Photo Courtesy of Mark Demick
As an elementary school student, Mark Demick was sent to the principal’s office.
“At the time, there was a kid that was bullying me,” Mark Demick said.
One day, Demick found a pin near his desk and put it through his shoe so it stuck out.
“The bully decided to pick on me that day and I tried to kick him and my shoe got stuck in his leg,” he said.
The incident landed Demick in the principal’s office – a place he now calls his own office.
Demick is going on his fourth year as the principal of Point Dume Marine Science Elementary School.
“Feeling important, feeling included at school, liking school, seeing [the students] smile, making them laugh every day,” he said. “I think those are things that I always wanted in a principal when I was growing up. I’ve always tried to be that principal. Instead of Principal Demick it’s always been Principal Mark. I’ve wanted to be that person who kids could respect and feel empowered by.”
His passion for education began when he was a kid and his parents were teachers.
“My mom and dad were there at 3 o’clock when I got home because they were teachers,” he said. “We had all of the vacations and summers together to hang out. I always wanted to teach little kids.”
Demick’s first job was 31 years ago as a sixth grade teacher.
“I got hired in Delano, California, which is outside of Bakersfield,” he said. “At the time, I didn’t know where that was but I was like, ‘Who cares? It’s California! Any place there is great!’”
Despite the sunshine, Demick said he became homesick and moved back to his native state, Washington. From there, he worked in Seattle for about 17 years and decided to get his principal degree.
“My journey had been to turn around low-performing schools,” he said.
His journey took a turn when his oldest daughter, Stasia, attended Pepperdine University. She ran cross country and track, worked as the Sports Editor of Graphic, was the sports anchor on Good Morning Malibu and graduated Magna Cum Laude in 2016.
“When my daughter was at Pepperdine, I took a look at where I was in life,” he said.
Point Dume Marine Science School had an opening. Demick said he wanted to be closer to Stasia so he applied for the job. He never imagined he would get it — but he was wrong.
“Your journey is an amazing thing,” he said. “From Delano to Point Dume. It was the more challenging route to get here but it was the most rewarding route.”
After 31 years in education, Demick is able to focus on the rewards.
“I’ve learned over my career that [the most rewarding part] is seeing kids being successful,” he said. “Whether it’s in their studies, or as human beings.”
To achieve student success, Demick said he emphasizes providing a well-rounded education.

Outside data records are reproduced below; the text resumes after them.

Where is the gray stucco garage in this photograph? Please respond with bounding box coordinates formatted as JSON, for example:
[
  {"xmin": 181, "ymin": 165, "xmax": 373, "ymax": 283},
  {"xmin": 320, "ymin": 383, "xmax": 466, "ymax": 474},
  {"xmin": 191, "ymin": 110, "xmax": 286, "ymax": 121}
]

“You want kids to have the arts and be exposed to different, new things but also have student achievement happening at the highest level,” he said. “For me, the bottom line is student achievement. How do we get each learner hooked into learning to make that happen?”
Looking back on his own education, Demick said fourth grade with his teacher Ms. Star was his favorite because of how engaged he was as a student.
“I wasn’t a trouble-maker but I was the smallest kid in class,” he said. “ I was a July birthday so I was always a little bit behind. Fourth grade was great because Ms. Star made me feel important, included, capable and that mistakes were opportunities to learn. I felt safe at that grade level.”
Demick translates that sense of safety and making students feel important into each work day.
“Every day is different and there’s no formula to it,” he said. “It’s going to classrooms, playing with the kids at recess, serving lunch, working with budgets, observing teachers. That’s what I really like about it – every day is totally different.”
Every day also produces diverse challenges.
“You’re juggling 10 different balls in the air and any given day you’re going to get five or six thrown in that you weren’t anticipating,” Demick said.
When he isn’t in school, Demick said he enjoys mountain biking, paddleboarding, learning to surf, traveling and seeing California.
“There’s so much that we have,” he said. “We’re truly blessed.”
Besides the students and teachers, Demick said one of the biggest blessings in his career is the Malibu community.
“The Malibu community means, to me, support,” he said. “These kids are compassionate, they’re giving, and that comes from the parents who truly love their kids a tremendous amount. It’s representative of the community and I see that living here. If I go to a play, baseball, soccer, the community is there to support the kids.”